I sank to the grass, cross-legged, breathing in the earth, listening to the soft splashes of the pond, the gentle thud of the calf’s feet, the mother’s steady rumbles.
Luna lowered her massive head, letting me scratch behind her ear.
Her skin was rough but warm. The calf flopped beside me, draping his tiny weight across my lap, trunk curling around my legs like a heavy, affectionate blanket.
I leaned back against him, careful not to crush or startle him, closing my eyes. For the first time since the chapel, since the graves, since Ruslan had carried me through the storm, I felt something close to peace.
Something close to normal.
Until the scream shattered it.
High. Piercing. Panicked. Unmistakable.
Yannis.
I scrambled to my feet. The calf squealed in confusion.
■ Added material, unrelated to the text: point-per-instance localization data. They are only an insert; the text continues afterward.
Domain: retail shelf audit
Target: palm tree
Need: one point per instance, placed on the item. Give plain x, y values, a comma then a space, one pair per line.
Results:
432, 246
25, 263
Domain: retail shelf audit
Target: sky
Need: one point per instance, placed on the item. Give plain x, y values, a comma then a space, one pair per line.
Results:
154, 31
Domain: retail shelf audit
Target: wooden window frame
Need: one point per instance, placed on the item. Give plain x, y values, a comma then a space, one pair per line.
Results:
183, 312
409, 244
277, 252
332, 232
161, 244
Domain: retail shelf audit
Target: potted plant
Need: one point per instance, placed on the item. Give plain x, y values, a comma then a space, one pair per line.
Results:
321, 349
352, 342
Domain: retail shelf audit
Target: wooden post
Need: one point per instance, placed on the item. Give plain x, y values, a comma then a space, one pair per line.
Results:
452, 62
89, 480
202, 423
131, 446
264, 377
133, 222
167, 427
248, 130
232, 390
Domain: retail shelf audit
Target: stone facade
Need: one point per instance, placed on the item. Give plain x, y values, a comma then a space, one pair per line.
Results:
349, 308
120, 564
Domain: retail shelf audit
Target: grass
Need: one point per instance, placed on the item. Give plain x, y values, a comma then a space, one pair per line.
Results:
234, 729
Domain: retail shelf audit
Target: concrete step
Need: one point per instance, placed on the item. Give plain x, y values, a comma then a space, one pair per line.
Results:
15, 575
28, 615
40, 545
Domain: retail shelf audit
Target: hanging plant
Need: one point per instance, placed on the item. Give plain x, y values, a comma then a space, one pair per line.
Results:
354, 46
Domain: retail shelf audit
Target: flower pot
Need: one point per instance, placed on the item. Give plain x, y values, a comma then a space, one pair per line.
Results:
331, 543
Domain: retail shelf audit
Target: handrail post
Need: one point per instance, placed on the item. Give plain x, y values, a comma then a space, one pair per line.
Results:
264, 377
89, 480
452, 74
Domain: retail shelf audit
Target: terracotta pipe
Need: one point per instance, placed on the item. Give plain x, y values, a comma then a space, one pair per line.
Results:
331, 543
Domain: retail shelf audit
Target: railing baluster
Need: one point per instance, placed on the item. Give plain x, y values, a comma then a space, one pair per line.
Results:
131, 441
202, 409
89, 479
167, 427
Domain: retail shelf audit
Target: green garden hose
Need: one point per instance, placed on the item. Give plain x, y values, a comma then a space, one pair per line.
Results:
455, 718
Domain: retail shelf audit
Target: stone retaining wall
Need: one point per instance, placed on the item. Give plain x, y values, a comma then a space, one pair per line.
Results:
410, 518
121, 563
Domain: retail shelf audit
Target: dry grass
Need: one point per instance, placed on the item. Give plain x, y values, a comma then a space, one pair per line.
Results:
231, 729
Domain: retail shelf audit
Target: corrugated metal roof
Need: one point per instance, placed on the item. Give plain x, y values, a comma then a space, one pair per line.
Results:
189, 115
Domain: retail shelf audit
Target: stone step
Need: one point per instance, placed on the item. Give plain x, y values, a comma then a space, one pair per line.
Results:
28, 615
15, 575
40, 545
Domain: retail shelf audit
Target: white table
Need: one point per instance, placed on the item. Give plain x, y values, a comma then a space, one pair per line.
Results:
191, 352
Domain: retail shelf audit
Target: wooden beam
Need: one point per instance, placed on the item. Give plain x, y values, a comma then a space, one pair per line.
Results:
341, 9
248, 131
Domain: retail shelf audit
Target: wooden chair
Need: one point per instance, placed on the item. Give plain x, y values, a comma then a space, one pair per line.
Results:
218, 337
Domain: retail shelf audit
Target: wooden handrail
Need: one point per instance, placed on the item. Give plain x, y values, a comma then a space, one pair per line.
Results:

Luna’s ears flared in alarm, trunk lifting in sharp arcs as she stomped the ground, sensing danger.
Bare feet pounding stone, heart hammering in my throat, I ran. I didn’t wait for a plan, didn’t think beyond the scream that had ripped my chest open.
Through the glass doors, across the polished floors, up the floating staircase that seemed impossibly steep, my lungs burning with every breath—I followed the sound.
Chapter 8
ELENA
Irushed into the room—and froze in the doorway.
Yannis was curled in Ruslan’s arms.
The sight struck me so hard I forgot how to breathe.
The little boy’s face was buried against his father’s chest, small fists twisted tightly into the front of Ruslan’s white shirt as though letting go would mean falling into some endless void.
His shoulders shook with silent aftershocks of fear, breaths hitching unevenly.
Ruslan sat on the edge of the bed, back straight, suit jacket discarded somewhere unseen, the pristine white shirt beneath now faintly creased, one cuff unbuttoned.
One arm was wrapped firmly around Yannis’s back—protective, immovable. The other hand cradled the back of his son’s head with surprising gentleness, long fingers threaded through dark hair, palm shielding him like a barrier against the world.
Ruslan’s face was carved from stone.
Unreadable. Controlled. But his body betrayed him.
Every muscle was taut, coiled like a man braced for impact. His jaw was locked, lips pressed into a thin line, shoulders squared as if he were preparing to fight something invisible. Not a rival. Not an enemy.
Loss.
The realization hit me all at once: this was not the posture of a man asserting dominance.
This was the posture of a man who had almost lost everything—and had only just understood how close he’d come.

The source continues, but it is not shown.